Australia 2019

Running time: 89 mins


Director : Damon Gameau

Summary :
An investigation into what solutions working today could transform the eco-clim emergency by 2040

Country: Australia

Original Language: English

Setting: various international

Aspect Ratio: 2.35 Widescreen

Colour: Colour

Sound: Dolby digital

Date acquired: Feb 2021
Date last seen: Mon 22nd Feb 2021


Using a mix of interviews, animations, graphics and live action Damon explores the options for energy, transport and food that could transform our collective carbon and ecological footprint by 2040. The hook being how we are headed in the total wrong direction now and how can he explain this to his 4 year old daughter and what solutions could actually be in place by 2040.

Everything has to be in existence today and just needing mass deployment with a view to a different world when his daughter graduates from college.

Starting and finishing at his home he takes in a range of countries asking children what they want in the future and looking at different technologies and stringing them together with some excellent creative use of visual effects. 

Film Category


Is it possible in 19 years

by rogerco on Mon 22nd Feb 2021. DVD proj @ home

Firstly this is a really well made film - the creative use of visual effects to inform and underline what is being said is the best I have seen on this subject.
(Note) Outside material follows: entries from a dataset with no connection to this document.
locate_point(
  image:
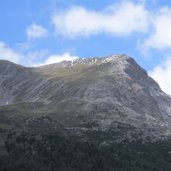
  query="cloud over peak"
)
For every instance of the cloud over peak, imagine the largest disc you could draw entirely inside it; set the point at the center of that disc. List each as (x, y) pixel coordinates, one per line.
(35, 31)
(7, 53)
(118, 20)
The lead character/director is engaging and seeks out some interesting possibilities using only what is already available today.

It avoids the pitfall of so many 'eco' films of being preachy and scary, he doesn't downplay the difficulties but makes an honest attempt to find solutions that could work for his daughter's future.
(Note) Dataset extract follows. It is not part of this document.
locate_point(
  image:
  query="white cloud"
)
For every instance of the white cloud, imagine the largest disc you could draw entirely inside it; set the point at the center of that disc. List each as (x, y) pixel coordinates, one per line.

There is a slight whiff of eco-technic porn about some of the ideas - high-tech mass transport, the continuing prevalence of an internet and some shiny new fun gizmos without considering the resource cost implications, but on the whole he digs up some good ideas - micro-grids transforming the domestic energy landscape, communally owned personal transport, greening (plants) of cities by freeing the space taken by private cars, changes to diet, plus the education of women and their equality as a major driver for reducing resource use.

Overall much better than many attempts at this and  probably achievable if it was not for the structural obstacles. System change requires more than simply sharing your energy with your neighbours (try that in the UK and you'll get a ton of regulation and law down on your head unless you also change the system that governs us). 

Is it possible in 19 years? Not without system change first.